Amid the Ohio Department of Transportation (ODOT)'s I-70/71 split project, the building was set to be torn down, as part of the long-range plan for the highways. The proposal would create new exit ramps around the interchange, increasing traffic safety and efficiency. No build alternative was found that would lead to the building's preservation, as studied in a 2008 ODOT report. One alternative design was not recommended, as it would take land from the nearby Dodge Park, a public park that provides services to residents in neighboring areas. It would result in the loss of a baseball field or a soccer/football field, and part of a walking trail. The school building, even if renovated into housing, was deemed to not provide fundamental services to the neighborhood that the park offers.

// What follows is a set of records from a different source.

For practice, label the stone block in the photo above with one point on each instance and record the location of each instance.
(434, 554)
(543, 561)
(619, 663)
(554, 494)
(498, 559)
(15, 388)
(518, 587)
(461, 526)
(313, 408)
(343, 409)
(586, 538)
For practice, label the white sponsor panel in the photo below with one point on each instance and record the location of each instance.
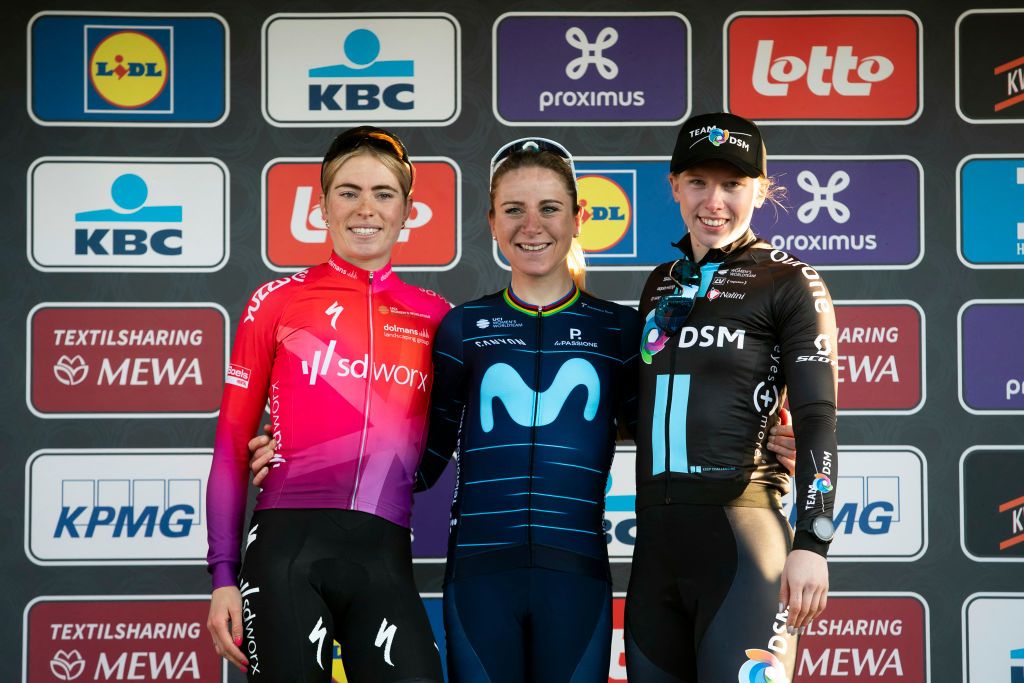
(881, 505)
(993, 638)
(117, 506)
(127, 214)
(389, 69)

In 2014, even despite the planned demolition, developer Yhezkel Levi purchased it. The building is planned to be renovated, to include office space in its basement and 27 apartments on the main and two upper floors. A complex of eight townhouse units and three single family homes is proposed for the site around the building. The developer is going forward as the highway project may take several decades before it reaches that area, and there is no money budgeted for that section yet. The developer hopes that the renovation and any historic designations would make the state's purchase of the site more costly and difficult. The building was listed on the Columbus Landmarks Foundation's endangered buildings list in 2014 and 2015. By 2017, Levi had replaced almost all of the roof, shored up rotted floors, remediated for asbestos, and removed piles of trash and debris. As of 2021, the building is still under renovation, with new windows added to upper floors that year.